By revenue growth (latest reported year), Natera, Inc.
(NTRA) is pulling ahead at 35. 9% versus 3. 3% for JPMorgan Chase & Co. (JPM). On earnings-per-share growth, the picture is similar: Exact Sciences Corporation grew EPS 80. 3% year-over-year, compared to -143. 0% for CareDx, Inc. Over a 3-year CAGR, NTRA leads at 41. 1% annualised revenue growth. Higher growth typically commands a higher valuation multiple — check whether the premium P/E or P/S is justified by the growth rate using the PEG ratio.
06Which has better profit margins — NEO or EXAS or JPM or NTRA or CDNA?
JPMorgan Chase & Co.
(JPM) is the more profitable company, earning 20. 4% net margin versus -14. 9% for NeoGenomics, Inc. — meaning it keeps 20. 4% of every revenue dollar as bottom-line profit. Operating margin tells a similar story: JPM leads at 26. 0% versus -13. 4% for NTRA. At the gross margin level — before operating expenses — EXAS leads at 69. 7%, reflecting greater pricing power or product mix advantage. Stronger margins indicate durable pricing power, lower cost of revenue, or higher mix of software/services. They are one of the clearest signs of business quality.
07Is NEO or EXAS or JPM or NTRA or CDNA more undervalued right now?
On forward earnings alone, JPMorgan Chase & Co.
(JPM) trades at 14. 4x forward P/E versus 582. 8x for Exact Sciences Corporation — 568. 4x cheaper on a one-year earnings basis. Analyst consensus price targets imply the most upside for NEO: 70. 4% to $19. 00.
08Which pays a better dividend — NEO or EXAS or JPM or NTRA or CDNA?
In this comparison, JPM (1.
9% yield) pays a dividend. NEO, EXAS, NTRA, CDNA do not pay a meaningful dividend and should not be held primarily for income.
09Is NEO or EXAS or JPM or NTRA or CDNA better for a retirement portfolio?
For long-horizon retirement investors, Exact Sciences Corporation (EXAS) is the stronger choice — it scores higher on the combination of lower volatility, dividend reliability, and long-term compounding (low volatility (β -0.
05), +1390% 10Y return). Both have compounded well over 10 years (EXAS: +1390%, NEO: +42. 1%), confirming both are viable long-term holds — but the lower-volatility option typically results in less emotional selling during corrections. Retirement portfolios generally favour predictability over maximum returns. Consult a financial advisor before making allocation decisions.
10What are the main differences between NEO and EXAS and JPM and NTRA and CDNA?
These companies operate in different sectors (NEO (Healthcare) and EXAS (Healthcare) and JPM (Financial Services) and NTRA (Healthcare) and CDNA (Healthcare)), which means they face different economic cycles, regulatory environments, and macro sensitivities — making direct comparison nuanced.
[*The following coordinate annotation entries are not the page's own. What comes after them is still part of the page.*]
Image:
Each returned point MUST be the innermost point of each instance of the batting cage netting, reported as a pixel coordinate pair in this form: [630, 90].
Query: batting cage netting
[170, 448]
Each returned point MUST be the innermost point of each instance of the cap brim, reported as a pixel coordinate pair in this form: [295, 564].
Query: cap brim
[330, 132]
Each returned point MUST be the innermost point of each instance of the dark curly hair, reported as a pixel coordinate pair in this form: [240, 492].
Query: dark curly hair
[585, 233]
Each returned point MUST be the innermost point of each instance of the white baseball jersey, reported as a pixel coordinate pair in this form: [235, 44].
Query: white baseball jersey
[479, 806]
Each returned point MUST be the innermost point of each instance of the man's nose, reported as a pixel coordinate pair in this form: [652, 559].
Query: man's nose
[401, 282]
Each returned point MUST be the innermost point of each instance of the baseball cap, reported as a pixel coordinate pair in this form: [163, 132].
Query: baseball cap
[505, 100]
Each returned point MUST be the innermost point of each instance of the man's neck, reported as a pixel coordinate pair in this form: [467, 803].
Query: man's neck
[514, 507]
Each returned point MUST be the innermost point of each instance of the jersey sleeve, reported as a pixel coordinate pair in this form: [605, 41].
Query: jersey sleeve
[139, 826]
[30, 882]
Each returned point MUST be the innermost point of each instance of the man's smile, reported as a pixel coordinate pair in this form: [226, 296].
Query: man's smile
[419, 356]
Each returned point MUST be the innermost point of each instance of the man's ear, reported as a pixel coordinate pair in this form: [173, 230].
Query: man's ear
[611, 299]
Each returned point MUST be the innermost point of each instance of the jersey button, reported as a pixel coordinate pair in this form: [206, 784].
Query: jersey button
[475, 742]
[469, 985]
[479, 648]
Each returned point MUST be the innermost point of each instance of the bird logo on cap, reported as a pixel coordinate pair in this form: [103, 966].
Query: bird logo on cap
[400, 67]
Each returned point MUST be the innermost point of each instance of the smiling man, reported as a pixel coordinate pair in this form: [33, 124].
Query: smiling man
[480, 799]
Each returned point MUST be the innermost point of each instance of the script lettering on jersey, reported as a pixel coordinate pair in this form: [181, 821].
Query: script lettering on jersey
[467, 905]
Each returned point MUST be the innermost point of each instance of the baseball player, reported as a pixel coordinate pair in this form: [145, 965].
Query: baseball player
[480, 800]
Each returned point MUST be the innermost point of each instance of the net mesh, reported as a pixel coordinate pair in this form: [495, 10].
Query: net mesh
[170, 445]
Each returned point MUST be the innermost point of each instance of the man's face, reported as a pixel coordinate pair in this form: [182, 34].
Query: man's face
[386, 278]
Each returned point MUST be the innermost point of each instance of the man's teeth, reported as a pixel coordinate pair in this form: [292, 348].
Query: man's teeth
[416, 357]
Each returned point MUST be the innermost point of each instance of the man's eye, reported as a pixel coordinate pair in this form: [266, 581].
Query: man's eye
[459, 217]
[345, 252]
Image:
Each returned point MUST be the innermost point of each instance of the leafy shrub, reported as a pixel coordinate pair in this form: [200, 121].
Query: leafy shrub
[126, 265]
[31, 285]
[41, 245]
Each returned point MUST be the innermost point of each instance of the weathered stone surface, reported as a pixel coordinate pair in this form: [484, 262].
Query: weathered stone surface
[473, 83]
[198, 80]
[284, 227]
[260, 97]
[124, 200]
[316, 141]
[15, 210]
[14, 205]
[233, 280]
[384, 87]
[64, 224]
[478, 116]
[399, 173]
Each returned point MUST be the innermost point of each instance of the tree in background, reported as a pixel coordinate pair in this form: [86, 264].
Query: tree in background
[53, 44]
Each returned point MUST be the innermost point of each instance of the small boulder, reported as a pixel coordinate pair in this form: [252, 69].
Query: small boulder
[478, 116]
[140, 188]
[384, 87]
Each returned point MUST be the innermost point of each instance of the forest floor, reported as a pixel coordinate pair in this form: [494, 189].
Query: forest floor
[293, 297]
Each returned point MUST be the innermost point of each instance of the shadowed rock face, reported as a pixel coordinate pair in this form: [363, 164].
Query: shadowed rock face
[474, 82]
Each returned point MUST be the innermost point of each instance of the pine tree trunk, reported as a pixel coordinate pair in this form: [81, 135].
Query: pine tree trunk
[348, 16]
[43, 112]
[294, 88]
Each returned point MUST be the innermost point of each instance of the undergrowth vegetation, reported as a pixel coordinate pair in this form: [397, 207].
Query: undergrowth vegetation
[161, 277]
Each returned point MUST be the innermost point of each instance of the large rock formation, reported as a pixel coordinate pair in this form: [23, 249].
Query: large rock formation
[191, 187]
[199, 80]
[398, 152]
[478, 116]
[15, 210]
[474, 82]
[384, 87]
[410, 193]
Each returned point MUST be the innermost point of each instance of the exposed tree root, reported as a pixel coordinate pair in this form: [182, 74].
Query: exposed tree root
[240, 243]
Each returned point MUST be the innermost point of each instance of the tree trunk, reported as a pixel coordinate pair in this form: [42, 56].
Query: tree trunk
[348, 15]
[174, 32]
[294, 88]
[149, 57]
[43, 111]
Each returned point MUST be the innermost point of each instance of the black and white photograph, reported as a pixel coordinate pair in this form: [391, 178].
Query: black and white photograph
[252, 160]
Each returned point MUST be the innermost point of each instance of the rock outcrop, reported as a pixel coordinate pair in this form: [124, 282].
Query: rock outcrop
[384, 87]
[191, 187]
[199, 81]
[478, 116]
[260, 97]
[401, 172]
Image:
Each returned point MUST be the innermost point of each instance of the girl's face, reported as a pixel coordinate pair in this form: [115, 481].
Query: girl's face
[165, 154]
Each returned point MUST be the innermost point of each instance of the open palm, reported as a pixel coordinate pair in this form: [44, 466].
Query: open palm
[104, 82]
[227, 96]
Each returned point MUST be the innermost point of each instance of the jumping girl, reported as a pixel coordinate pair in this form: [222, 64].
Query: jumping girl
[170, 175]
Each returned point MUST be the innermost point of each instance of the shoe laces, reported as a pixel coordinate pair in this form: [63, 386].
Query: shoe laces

In terms of investment character: NEO is a small-cap quality compounder stock; EXAS is a mid-cap high-growth stock; JPM is a large-cap deep-value stock; NTRA is a mid-cap high-growth stock; CDNA is a small-cap quality compounder stock. JPM pays a dividend while NEO, EXAS, NTRA, CDNA do not, making them suitable for different income and tax situations. These fundamental differences mean investors should not choose between them on a single metric — the "better stock" depends entirely on which of these characteristics aligns with your investment strategy.